At the last election they won 60 seats from the Conservatives – not only reclaiming their West Country heartlands but advancing through the Tories’ own. South-east voters repelled by “partygate”, the Truss debacle and rampant sewage, relished Ed Davey’s offer of moderation. Areas once represented by the likes of Cameron (Witney), Michael Gove (Surrey Heath) and John Redwood (Wokingham) now have Lib Dem MPs.
Today, in Oxfordshire, Davey will make his mission clear – “to replace the Conservatives as the party of Middle England”. Local elections held in Devon, Gloucestershire, Hertfordshire and Shropshire offer fertile territory for the Lib Dems (who aim to become the second party of local government). Strategists speak of “Project 312” – the number of councillors held by the Tories in seats they lost or narrowly won at the general election.
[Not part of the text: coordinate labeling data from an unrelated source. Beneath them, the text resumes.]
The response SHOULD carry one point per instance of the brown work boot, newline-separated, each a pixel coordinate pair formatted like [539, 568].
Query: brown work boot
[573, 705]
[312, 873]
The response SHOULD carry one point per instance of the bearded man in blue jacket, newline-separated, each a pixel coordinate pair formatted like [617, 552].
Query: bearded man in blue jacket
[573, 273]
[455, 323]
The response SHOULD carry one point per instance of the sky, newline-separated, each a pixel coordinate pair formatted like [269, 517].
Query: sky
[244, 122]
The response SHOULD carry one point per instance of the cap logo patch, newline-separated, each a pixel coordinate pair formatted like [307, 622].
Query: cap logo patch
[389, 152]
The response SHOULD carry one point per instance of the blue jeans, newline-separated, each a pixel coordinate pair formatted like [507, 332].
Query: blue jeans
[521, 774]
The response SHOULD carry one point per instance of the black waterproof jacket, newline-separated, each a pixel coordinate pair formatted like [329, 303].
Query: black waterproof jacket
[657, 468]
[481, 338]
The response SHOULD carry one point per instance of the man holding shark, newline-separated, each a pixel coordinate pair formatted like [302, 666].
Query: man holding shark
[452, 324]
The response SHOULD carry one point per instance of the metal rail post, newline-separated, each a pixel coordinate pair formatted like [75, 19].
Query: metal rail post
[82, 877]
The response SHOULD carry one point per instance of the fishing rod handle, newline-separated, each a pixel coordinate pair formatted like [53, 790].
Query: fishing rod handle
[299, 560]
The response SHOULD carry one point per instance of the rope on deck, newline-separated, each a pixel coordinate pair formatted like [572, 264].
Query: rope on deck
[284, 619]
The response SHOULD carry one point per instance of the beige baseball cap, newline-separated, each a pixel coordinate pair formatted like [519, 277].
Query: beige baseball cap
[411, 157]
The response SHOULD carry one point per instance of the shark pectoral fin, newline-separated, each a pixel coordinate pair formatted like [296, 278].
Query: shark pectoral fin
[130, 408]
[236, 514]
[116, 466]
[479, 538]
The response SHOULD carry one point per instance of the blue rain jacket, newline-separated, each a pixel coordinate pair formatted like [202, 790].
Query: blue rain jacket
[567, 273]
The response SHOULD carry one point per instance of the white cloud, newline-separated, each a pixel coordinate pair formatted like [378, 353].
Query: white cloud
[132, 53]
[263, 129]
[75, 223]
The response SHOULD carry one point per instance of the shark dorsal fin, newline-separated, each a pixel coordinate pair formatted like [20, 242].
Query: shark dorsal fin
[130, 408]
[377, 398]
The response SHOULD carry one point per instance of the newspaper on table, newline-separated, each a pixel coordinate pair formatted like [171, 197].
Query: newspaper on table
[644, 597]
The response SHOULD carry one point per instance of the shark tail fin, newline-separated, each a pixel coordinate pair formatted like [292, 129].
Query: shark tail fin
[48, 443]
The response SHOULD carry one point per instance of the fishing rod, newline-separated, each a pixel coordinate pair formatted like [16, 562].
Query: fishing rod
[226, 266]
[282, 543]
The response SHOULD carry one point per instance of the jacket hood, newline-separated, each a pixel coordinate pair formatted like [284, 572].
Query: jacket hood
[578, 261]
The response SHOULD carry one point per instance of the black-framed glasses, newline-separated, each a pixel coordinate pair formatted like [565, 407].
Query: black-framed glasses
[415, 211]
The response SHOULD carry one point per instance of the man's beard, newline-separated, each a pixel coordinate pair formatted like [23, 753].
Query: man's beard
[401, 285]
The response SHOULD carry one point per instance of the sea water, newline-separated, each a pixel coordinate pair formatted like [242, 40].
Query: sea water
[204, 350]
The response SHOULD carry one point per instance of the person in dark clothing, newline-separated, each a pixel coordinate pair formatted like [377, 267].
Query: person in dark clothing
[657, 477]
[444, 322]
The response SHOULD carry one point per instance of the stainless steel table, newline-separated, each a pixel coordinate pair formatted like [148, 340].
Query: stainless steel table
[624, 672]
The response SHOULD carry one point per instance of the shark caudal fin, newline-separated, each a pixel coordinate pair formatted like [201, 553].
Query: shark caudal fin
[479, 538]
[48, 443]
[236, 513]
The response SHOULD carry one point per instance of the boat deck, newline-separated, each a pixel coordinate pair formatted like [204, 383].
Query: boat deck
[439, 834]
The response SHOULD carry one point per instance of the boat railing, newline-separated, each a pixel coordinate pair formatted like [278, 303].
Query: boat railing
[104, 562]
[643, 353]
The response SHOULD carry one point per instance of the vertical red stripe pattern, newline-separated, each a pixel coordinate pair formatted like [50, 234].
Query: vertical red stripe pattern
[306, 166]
For the Lib Dems, this represents a distinctive choice. The last time Labour was in government, they positioned themselves to the party’s left – opposing the Iraq War, campaigning against university tuition fees and backing higher taxes (such as a 50p rate on income). This time, aides emphasise, they have no intention of doing the same.
Davey’s regular condemnation of Donald Trump, for instance, is consciously framed as “patriotic” – think Hugh Grant in Love Actually rather than Jeremy Corbyn at a Stop the War rally. The Lib Dems oppose Labour’s imposition of VAT on private schools – a stance that aligns them with affluent “Blue Wall” voters – and its extension of inheritance tax to large farms. They favour a new customs union with the EU but nothing as radical as a second referendum (West Country voters are sturdily Eurosceptic).
In their quest to become the natural home of the centre right, the Lib Dems have an unlikely ally: the leader of the Conservative Party. During a recent hour-long interview with the aspirant philosopher Jordan Peterson, Kemi Badenoch derided a “typical Liberal Democrat” as someone who is “good at fixing their church roof and – you know – people in the community like them: ‘Oh, he fixed the church roof, you should be a Member of Parliament.’”
It was the kind of comment that makes you question whether Badenoch has any acquaintance with the Conservatives’ traditional base. The Blue Wall is a land, as John Major once put it, of “long shadows on county [cricket] grounds, warm beer, invincible green suburbs, dog lovers” and, one could add, of village fundraisers to fix the church roof. But Badenoch, too often trapped in an online filter bubble, has little feel for the Burkeans who cherish all of this. Though the Conservatives lost 12 times as many seats to the Lib Dems (60) as to Reform (five), she obsesses over the latter and ignores or insults the former.
Such complacency could prove fatal. At the last election, the Blue Wall was battered rather than toppled – but it could be next time. Of the Lib Dems’ 30 notional target seats, all but four are held by the Tories (and would fall with a swing of 8.8 points). Though it is Nigel Farage’s Reform that is routinely cast as an existential threat to the Tories, this may be even more true of the Lib Dems. For if the Conservatives permanently concede southern England to Davey, they will not only have lost their heartland – they will have lost their soul.